Laurence and Patrick Seguin discovered the work of Jean Prouvé, in the
late 1980s, through his furniture designs. They were immediately struck by the
unique aesthetic of these pieces, where the artistic skill lies wholly in
imperceptible technical mastery devoted to enhancing the strength of the
materials. While at the time very few people had even heard of Jean Prouvé,
their enthusiasm for his captivating lines was immediate, a revelation that
became a true passion.
The couple then began to take an interest in Jean Prouvé’s work as
a whole, of which the furniture is only a part, going on to discover his
architectural designs. With the idea that “there is no difference between
constructing a piece of furniture and constructing a building”, Jean
Prouvé applied the same design approach to both fields, basing all of his work
on it.
From the opening of their gallery in Paris in 1989, Laurence and Patrick
Seguin began to work in earnest promoting the creations of Jean Prouvé, with
the result that the most important international collectors and the most
prestigious museums now have works by the French architect and designer in
their collections. Indeed today Jean Prouvé is held to be one of the key
exponents of twentieth century design.
Laurence and Patrick Seguin are now presenting a number of works from
their private collection for the first time: around 40 pieces by Jean Prouvé,
most of which are prototypes or extremely rare, from the armchair designed for
the University dormitory of Nancy in 1932 to the light armchair created for the
University of Antony in 1954, to the furniture produced for Africa.

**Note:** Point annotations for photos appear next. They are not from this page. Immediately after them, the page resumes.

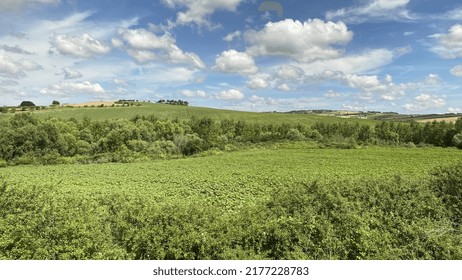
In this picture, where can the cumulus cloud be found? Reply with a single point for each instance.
(332, 94)
(449, 45)
(433, 79)
(257, 83)
(73, 88)
(358, 63)
(263, 100)
(457, 71)
(454, 110)
(232, 94)
(198, 12)
(145, 47)
(15, 49)
(372, 10)
(289, 72)
(425, 101)
(7, 5)
(233, 36)
(233, 61)
(12, 68)
(302, 41)
(190, 93)
(80, 46)
(284, 87)
(70, 74)
(370, 87)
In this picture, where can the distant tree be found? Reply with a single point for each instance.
(27, 104)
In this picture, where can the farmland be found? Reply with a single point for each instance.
(174, 182)
(349, 204)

The same principles of functionality and rational fabrication that the
designer applied to furniture often destined for the public sector, can also be
found in Prouvé’s architectural designs: the same solid structures
feature clever mechanisms for assembly and organisation that enable both the
furniture and the constructions to be easily moved, disassembled and modified.

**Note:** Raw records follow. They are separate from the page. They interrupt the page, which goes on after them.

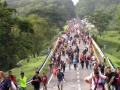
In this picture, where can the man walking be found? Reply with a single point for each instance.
(60, 77)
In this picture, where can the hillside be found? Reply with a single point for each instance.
(57, 10)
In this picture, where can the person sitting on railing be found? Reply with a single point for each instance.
(44, 81)
(96, 80)
(36, 80)
(118, 78)
(5, 83)
(23, 81)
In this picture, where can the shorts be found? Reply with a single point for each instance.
(60, 83)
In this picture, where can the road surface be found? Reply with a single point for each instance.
(74, 79)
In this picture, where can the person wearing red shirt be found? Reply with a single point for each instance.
(44, 81)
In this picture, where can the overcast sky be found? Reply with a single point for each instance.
(75, 1)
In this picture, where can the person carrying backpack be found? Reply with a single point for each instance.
(111, 81)
(60, 78)
(5, 83)
(36, 80)
(13, 80)
(23, 81)
(96, 80)
(44, 81)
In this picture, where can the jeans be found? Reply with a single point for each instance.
(22, 88)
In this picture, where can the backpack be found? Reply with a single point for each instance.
(98, 83)
(13, 86)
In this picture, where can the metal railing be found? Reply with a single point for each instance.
(103, 55)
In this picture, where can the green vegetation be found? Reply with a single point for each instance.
(110, 41)
(105, 15)
(28, 67)
(30, 28)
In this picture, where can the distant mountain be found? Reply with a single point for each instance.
(57, 10)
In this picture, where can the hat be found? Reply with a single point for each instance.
(21, 73)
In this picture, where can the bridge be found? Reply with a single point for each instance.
(74, 79)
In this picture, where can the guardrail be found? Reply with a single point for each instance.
(46, 60)
(103, 54)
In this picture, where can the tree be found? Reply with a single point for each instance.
(100, 20)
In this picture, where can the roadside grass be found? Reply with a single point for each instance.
(111, 41)
(28, 67)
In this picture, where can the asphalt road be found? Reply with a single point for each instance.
(74, 79)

The Maison Metropole (8x12 meters) is now to be mounted for the first
time on the Lingotto track. In 1949 this aluminum construction won a Ministry
of Education competition for “mass-producible rural school with classroom
and teacher accommodation”: a masterpiece of nomadic housing, followed
the portico principle patented by Prouvé in 1939. The Ateliers Jean Prouvé
built two of them, one in Bouqueval, near Paris, and the other in Vantoux in
Moselle, which will be on show in Turin.
Taking four people three consecutive days to assemble, a stop-motion
film will be made of the construction process, with video footage streamed on
the Pinacoteca website.
Jean Prouvé (1901–1984) was a twentieth-century pioneer in the
innovative production of furniture and architecture. Son of one of the founders
of the Ecole de Nancy and godchild of Emile Gallé, he was imbued with the
creative philosophy of a group whose principal aim was an art/industry alliance
offering access to all.
Determined to be a man of his time, Prouvé explored all the current
technical resources in metalworking, soon abandoning wrought iron for bent
sheet steel: in the thirties he produced metal joinery, his early furniture,
architectural components and knockdown buildings, all in small series.
Of the opinion that "in their construction there is no difference
between a piece of furniture and a house", he developed a
"constructional philosophy" based on functionality and rational
fabrication. Free of all artifice, the resultant aesthetic chimed with the
doctrine of the Union of Modern Artists, of which Prouvé – with Le Corbusier,
Pierre Jeanneret and Charlotte Perriand – was a founder member.
The same principles were applied to the making of furniture –
often intended for the public sector – and to the architecture of the
postwar boom. Astute assembly systems for hardwearing structures meant that
furniture and buildings alike could be readily dismantled, moved about and
modified.
The Prouvé blend of avant-garde spirit and humanist concerns has lost
none of its relevance. The originality of his different periods is repeatedly
rediscovered, from the first items for the University dormitory in Nancy in
1932 through those for a similar facility in Antony in 1954; the furniture for
Africa; and the knockdown postwar schools and "little architecture
machines" of the sixties. Working with the best architects, Jean Prouvé
left his stamp on many famous examples of twentieth-century building, most of
which are now classified historic monuments.